United Nations-sponsored committee

The Eighteen Nation Committee on Disarmament (ENDC) was sponsored by the United Nations in 1961. The ENDC considered disarmament, confidence-building measures and nuclear test controls. Between 1965 and 1968, the ENDC negotiated the Treaty on the Non-Proliferation of Nuclear Weapons.

==History==
The United Nations (UN) General Assembly accepted the decision of the major powers to create the ENDC through resolution 1722 (XVI) on December 21, 1961. The ENDC began work on March 14, 1962, in Geneva, Switzerland, and met regularly until August 26, 1969. On that date the ENDC was reconstituted as the Conference of the Committee on Disarmament (CCD). The August 26 meeting of the ENDC was its 431st since its inception. Soon after the ENDC began work the Soviet Union submitted a draft treaty for consideration. The USSR Draft Treaty on General and Complete Disarmament under Strict International Control was submitted to the ENDC on March 15, 1962. The Soviet draft treaty was an 18-point plan for disarmament in three stages which included nuclear disarmament and the creation of a UN special disarmament organization. The United States quickly countered with its own proposals on April 18, 1962.

==Members==
The ENDC included the original members of the Ten Nation Committee on Disarmament (TNCD) as well as eight additional member nations. The ENDC actually only included the participation of seventeen nations, as France did not participate in an official capacity. However, they were involved in an unofficial role in consultations with the other Western representatives.

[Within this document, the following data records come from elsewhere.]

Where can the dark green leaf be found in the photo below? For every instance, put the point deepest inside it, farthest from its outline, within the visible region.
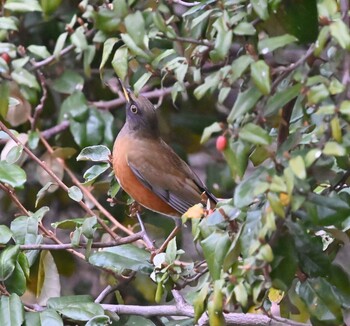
(255, 134)
(75, 193)
(270, 44)
(5, 234)
(121, 258)
(12, 174)
(244, 103)
(93, 172)
(90, 131)
(95, 153)
(261, 76)
(46, 317)
(68, 83)
(8, 258)
(280, 99)
(11, 310)
(215, 248)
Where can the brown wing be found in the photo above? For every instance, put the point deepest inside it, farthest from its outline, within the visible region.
(162, 171)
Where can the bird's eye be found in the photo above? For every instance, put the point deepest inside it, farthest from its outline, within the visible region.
(133, 108)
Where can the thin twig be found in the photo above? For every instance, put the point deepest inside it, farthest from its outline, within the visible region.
(119, 101)
(39, 108)
(46, 232)
(86, 192)
(56, 179)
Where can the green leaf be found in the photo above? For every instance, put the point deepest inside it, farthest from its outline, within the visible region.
(5, 234)
(89, 226)
(60, 44)
(223, 40)
(133, 47)
(261, 76)
(215, 248)
(298, 167)
(208, 131)
(8, 258)
(4, 99)
(280, 99)
(75, 193)
(261, 8)
(141, 82)
(239, 66)
(271, 44)
(69, 82)
(46, 317)
(245, 101)
(48, 283)
(96, 153)
(120, 258)
(93, 172)
(317, 93)
(8, 23)
(135, 26)
(334, 149)
(25, 78)
(14, 154)
(340, 32)
(78, 39)
(17, 282)
(39, 50)
(120, 62)
(74, 106)
(244, 28)
(107, 50)
(11, 310)
(322, 299)
(12, 174)
(90, 131)
(255, 134)
(22, 5)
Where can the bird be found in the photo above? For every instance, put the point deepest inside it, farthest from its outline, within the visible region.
(148, 169)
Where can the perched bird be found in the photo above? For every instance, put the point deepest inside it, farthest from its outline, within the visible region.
(148, 169)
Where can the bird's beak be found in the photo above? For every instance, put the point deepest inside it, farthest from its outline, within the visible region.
(125, 90)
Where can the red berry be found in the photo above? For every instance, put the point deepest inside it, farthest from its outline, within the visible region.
(6, 57)
(221, 143)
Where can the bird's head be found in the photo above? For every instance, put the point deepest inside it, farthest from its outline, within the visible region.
(141, 115)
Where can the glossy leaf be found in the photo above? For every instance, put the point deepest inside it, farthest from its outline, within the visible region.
(11, 310)
(271, 44)
(215, 248)
(254, 134)
(261, 76)
(75, 193)
(8, 258)
(244, 103)
(12, 174)
(96, 153)
(118, 259)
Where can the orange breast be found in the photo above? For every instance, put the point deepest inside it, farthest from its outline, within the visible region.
(129, 182)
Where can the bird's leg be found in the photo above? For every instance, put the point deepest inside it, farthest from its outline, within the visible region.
(145, 236)
(171, 235)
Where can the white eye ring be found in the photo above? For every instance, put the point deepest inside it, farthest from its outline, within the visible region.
(133, 108)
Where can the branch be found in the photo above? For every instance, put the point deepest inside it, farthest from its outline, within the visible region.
(119, 101)
(237, 319)
(65, 246)
(55, 178)
(86, 192)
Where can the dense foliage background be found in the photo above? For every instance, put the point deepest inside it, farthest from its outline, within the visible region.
(253, 93)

The original members of TNCD were: (Western Bloc) – Canada, France, Italy, United Kingdom, United States. (Eastern Bloc) – Bulgaria, Czechoslovakia, Poland, Romania, Soviet Union.

The nations added to ENDC were: Brazil, Burma, Ethiopia, India, Mexico, Nigeria, Sweden, United Arab Republic (UAR).

==Results and legacy==
The ENDC (1962–1969) was one of several predecessors to the current UN disarmament organization, the Conference on Disarmament (CD). The ENDC followed the short-lived Ten Nation Committee on Disarmament (1960), and was succeeded by the CCD (1969–1978) until the CD was formed in 1979.

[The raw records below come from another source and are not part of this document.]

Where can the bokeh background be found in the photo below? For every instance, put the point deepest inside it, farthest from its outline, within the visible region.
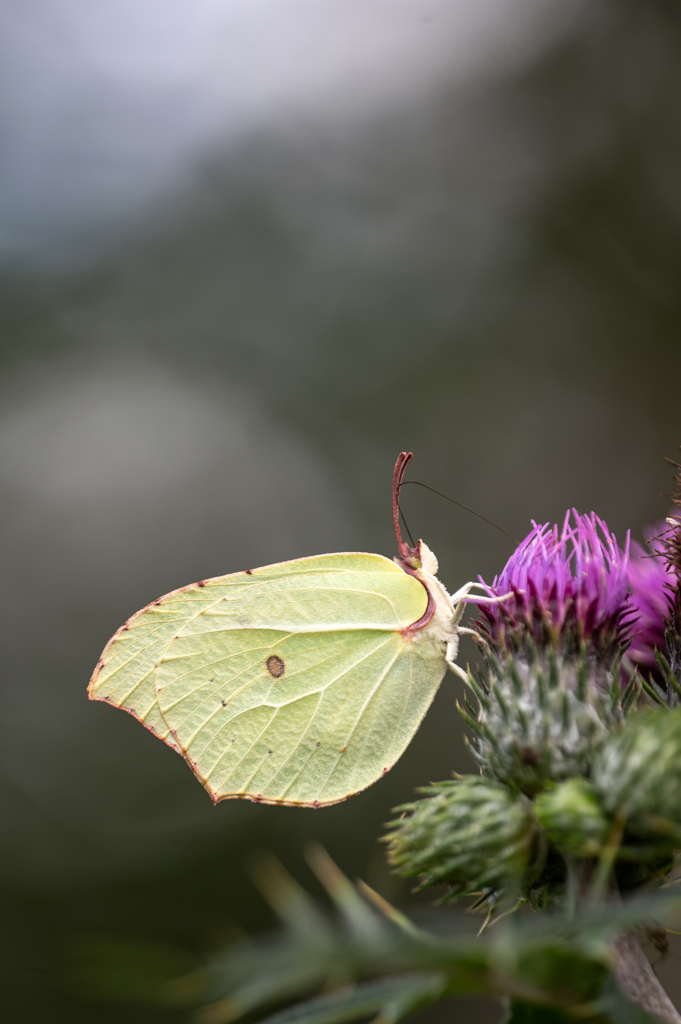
(249, 251)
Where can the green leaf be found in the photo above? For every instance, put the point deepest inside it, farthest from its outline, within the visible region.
(389, 998)
(613, 1004)
(528, 1013)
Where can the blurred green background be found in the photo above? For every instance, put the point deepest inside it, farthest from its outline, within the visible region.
(248, 253)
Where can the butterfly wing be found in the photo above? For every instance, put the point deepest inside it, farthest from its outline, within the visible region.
(297, 683)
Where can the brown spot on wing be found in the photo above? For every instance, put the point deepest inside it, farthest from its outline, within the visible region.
(275, 666)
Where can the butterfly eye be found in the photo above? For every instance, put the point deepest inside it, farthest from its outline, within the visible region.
(275, 666)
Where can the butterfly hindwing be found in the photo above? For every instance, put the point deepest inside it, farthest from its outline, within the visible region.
(297, 683)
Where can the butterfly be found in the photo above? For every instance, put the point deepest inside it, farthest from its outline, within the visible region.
(298, 683)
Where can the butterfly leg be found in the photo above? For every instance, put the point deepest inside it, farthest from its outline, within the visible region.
(459, 606)
(452, 651)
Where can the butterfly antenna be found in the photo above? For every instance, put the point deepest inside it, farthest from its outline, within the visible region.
(403, 460)
(402, 483)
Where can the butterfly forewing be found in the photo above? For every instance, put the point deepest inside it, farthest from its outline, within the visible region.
(294, 683)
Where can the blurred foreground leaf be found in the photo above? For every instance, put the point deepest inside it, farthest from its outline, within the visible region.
(370, 962)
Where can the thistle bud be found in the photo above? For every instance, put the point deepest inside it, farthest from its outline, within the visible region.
(538, 724)
(572, 818)
(554, 691)
(470, 834)
(637, 776)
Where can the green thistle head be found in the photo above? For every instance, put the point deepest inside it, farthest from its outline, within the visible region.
(469, 834)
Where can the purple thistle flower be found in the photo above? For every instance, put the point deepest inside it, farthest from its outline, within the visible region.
(651, 582)
(569, 588)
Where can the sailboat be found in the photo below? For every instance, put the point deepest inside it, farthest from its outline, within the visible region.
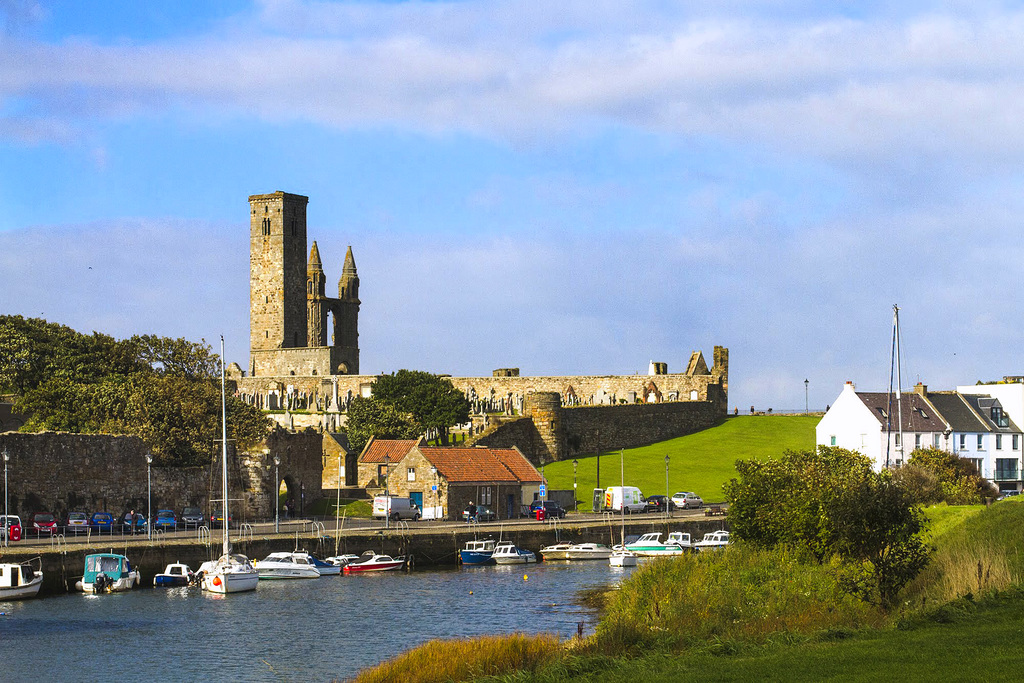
(622, 556)
(230, 572)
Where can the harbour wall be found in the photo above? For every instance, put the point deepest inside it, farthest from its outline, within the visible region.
(426, 547)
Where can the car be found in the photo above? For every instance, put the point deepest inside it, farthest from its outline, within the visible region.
(133, 525)
(166, 520)
(551, 509)
(656, 504)
(10, 527)
(193, 517)
(42, 523)
(76, 522)
(483, 514)
(686, 500)
(101, 521)
(217, 519)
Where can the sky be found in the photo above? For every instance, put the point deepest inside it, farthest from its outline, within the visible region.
(570, 186)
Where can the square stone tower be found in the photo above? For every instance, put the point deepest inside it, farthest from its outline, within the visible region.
(278, 270)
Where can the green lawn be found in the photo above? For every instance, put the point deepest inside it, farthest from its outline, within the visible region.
(984, 645)
(700, 462)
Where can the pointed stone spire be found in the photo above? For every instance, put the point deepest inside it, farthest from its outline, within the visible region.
(314, 257)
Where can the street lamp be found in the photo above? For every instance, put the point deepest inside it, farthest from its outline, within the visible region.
(276, 496)
(576, 503)
(6, 525)
(148, 508)
(668, 501)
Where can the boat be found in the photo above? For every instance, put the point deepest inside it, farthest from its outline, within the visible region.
(341, 560)
(108, 572)
(174, 574)
(713, 541)
(507, 553)
(286, 565)
(19, 581)
(649, 545)
(231, 572)
(477, 553)
(371, 561)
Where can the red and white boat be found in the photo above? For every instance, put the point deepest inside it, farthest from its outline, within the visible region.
(371, 561)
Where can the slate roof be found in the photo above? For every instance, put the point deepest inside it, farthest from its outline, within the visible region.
(473, 464)
(395, 450)
(918, 415)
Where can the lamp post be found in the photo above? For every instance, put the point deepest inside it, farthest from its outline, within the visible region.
(668, 501)
(276, 496)
(576, 503)
(6, 526)
(148, 505)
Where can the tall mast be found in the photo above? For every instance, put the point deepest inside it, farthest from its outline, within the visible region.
(223, 441)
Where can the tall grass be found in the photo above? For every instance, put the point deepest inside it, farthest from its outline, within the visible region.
(740, 594)
(442, 660)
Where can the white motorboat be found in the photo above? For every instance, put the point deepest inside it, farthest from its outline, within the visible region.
(713, 541)
(287, 565)
(371, 561)
(507, 553)
(230, 572)
(649, 545)
(108, 572)
(18, 581)
(623, 558)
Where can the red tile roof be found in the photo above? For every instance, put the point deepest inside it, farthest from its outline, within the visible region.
(394, 450)
(464, 465)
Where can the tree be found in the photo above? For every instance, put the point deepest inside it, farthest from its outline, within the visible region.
(371, 417)
(432, 401)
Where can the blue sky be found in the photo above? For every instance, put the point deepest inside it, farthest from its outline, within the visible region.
(568, 187)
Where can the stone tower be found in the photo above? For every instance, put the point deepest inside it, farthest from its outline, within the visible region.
(276, 270)
(288, 303)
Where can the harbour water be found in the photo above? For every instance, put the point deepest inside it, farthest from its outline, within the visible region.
(316, 629)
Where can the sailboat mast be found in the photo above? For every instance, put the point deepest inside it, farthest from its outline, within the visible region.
(899, 385)
(223, 441)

After the events of the Cuban Missile Crisis in 1962 leaders in both Washington, D.C., and Moscow found that communicating with each other was plagued with certain delay. In the aftermath of the crisis the ENDC presented a working paper titled "Measures to Reduce the Risk of War Through Accident, Miscalculation, or Failure of Communication". In the paper, the United States proposed a direct link of communication between Washington and Moscow. Though the Soviets had previously rejected such a link outside the framework of a larger disarmament agreement in April 1963 both sides announced a willingness to commit to such an agreement. The agreement, usually known as the "Hot Line Agreement" was signed and entered into force on June 20, 1963. Although the ENDC ratified the Hot Line Agreement the negotiations that actually led to its implementation occurred outside the confines of the committee.